Saturday, August 29, 2009

EEOC sues UPS for violating the ADA by limiting workers' medical leave

From Bloomberg News:

United Parcel Service Inc., the world’s largest package-delivery company, violates federal law by limiting workers’ medical leave, the U.S. Equal Employment Opportunity Commission said in a lawsuit.

UPS since at least 2002 has had an inflexible 12-month leave policy, which doesn’t provide for reasonable accommodation of employees with certain disabilities, the government said August 27 in federal court in Chicago. The policy violates the Americans With Disabilities Act, the EEOC said.

The agency, which is responsible for enforcing federal anti-discrimination laws, said the litigation was prompted by a complaint filed by Trudi Momsen, a UPS worker with multiple sclerosis who was fired.

Norman Black, a spokesman for Atlanta-based UPS, said the company has a “generous and flexible” leave policy and the lawsuit is “surprising and misdirected.”

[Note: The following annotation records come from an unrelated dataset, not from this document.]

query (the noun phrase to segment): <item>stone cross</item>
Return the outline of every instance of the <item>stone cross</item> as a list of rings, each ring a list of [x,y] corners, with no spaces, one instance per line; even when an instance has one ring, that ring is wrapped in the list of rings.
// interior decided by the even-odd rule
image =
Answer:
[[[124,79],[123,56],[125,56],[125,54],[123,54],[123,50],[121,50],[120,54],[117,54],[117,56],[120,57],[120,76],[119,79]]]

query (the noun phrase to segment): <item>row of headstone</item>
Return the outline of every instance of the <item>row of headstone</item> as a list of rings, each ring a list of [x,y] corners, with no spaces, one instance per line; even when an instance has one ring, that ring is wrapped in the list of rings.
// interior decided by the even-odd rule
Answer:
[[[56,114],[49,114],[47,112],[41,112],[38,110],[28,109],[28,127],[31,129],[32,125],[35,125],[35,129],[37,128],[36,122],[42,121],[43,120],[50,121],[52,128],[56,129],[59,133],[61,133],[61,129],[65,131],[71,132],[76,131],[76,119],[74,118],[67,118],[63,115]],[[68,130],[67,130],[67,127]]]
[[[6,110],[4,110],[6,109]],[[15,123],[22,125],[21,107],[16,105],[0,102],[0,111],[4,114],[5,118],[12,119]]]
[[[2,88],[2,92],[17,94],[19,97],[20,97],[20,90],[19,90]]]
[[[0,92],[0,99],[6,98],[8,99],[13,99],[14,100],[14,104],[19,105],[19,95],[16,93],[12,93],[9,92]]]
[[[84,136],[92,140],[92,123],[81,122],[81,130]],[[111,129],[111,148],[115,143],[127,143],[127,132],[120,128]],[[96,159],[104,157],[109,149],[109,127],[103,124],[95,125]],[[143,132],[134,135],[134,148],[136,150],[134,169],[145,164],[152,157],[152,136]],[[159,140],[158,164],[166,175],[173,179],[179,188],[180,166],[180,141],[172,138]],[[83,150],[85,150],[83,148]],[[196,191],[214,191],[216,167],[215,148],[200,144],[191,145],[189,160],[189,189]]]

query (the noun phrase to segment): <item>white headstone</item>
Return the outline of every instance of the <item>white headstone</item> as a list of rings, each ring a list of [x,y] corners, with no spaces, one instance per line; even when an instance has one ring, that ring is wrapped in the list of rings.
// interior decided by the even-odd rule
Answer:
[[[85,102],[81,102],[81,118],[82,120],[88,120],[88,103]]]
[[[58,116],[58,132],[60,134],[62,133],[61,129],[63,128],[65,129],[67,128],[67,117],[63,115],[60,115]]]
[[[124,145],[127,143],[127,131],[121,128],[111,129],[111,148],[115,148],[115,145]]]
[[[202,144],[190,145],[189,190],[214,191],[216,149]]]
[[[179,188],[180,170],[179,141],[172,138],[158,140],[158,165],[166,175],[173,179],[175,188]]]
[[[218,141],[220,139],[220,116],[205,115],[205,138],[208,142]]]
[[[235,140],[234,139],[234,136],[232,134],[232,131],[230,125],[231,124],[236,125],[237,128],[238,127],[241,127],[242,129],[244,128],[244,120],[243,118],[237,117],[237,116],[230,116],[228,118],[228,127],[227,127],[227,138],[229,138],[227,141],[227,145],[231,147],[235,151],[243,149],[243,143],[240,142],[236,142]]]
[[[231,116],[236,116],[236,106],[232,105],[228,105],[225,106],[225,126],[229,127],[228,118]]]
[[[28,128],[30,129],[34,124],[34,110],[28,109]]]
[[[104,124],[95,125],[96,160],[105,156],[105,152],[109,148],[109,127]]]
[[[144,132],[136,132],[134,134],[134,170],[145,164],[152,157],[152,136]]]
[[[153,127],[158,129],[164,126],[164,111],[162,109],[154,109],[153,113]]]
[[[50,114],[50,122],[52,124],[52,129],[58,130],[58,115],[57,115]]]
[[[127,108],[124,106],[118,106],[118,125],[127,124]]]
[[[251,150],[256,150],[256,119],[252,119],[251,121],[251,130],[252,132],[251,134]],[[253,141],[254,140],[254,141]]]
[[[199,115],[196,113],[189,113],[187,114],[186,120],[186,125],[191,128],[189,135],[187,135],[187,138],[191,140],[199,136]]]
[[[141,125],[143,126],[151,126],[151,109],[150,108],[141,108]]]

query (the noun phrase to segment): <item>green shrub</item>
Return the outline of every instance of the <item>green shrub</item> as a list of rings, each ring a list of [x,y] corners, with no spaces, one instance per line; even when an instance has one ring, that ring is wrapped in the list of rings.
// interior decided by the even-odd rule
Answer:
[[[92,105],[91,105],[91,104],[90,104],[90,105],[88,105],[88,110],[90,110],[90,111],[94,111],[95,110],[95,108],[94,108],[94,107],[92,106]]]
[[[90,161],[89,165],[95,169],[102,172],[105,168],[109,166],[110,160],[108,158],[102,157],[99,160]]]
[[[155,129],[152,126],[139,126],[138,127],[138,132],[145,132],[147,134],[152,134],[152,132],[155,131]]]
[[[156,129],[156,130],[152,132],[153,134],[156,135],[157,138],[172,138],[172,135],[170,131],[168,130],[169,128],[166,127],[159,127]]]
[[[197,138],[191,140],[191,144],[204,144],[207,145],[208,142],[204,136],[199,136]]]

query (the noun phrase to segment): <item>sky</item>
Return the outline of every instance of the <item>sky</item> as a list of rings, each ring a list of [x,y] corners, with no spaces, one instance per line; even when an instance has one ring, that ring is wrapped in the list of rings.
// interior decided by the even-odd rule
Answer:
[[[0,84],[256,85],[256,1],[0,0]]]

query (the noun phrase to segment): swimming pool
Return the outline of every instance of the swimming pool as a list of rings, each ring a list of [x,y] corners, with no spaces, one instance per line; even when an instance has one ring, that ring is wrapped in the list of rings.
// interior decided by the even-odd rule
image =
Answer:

“The employee in this case never asked for an accommodation under the Americans With Disabilities Act,” Black said in a statement. “Following nearly a year’s leave of paid absence, she returned to work after being released to return to her regular job without restrictions. After returning to work for just 18 days, she then, in essence, abandoned her position without ever providing management any medical documentation justifying additional time off.”

The company in July won reversal of a class-action certification of a suit filed on behalf of employees who claimed they were discriminated against for trying to return to work after taking leave for medical reasons. The workers now must sue individually if at all.

UPS fell 24 cents to $53.71 in New York Stock Exchange composite trading. The shares have fallen 2.6 percent this year.

The case is U.S. Equal Employment Opportunity Commission v. United Parcel Service Inc., 09-cv-05291, U.S. District Court, Northern District of Illinois (Chicago).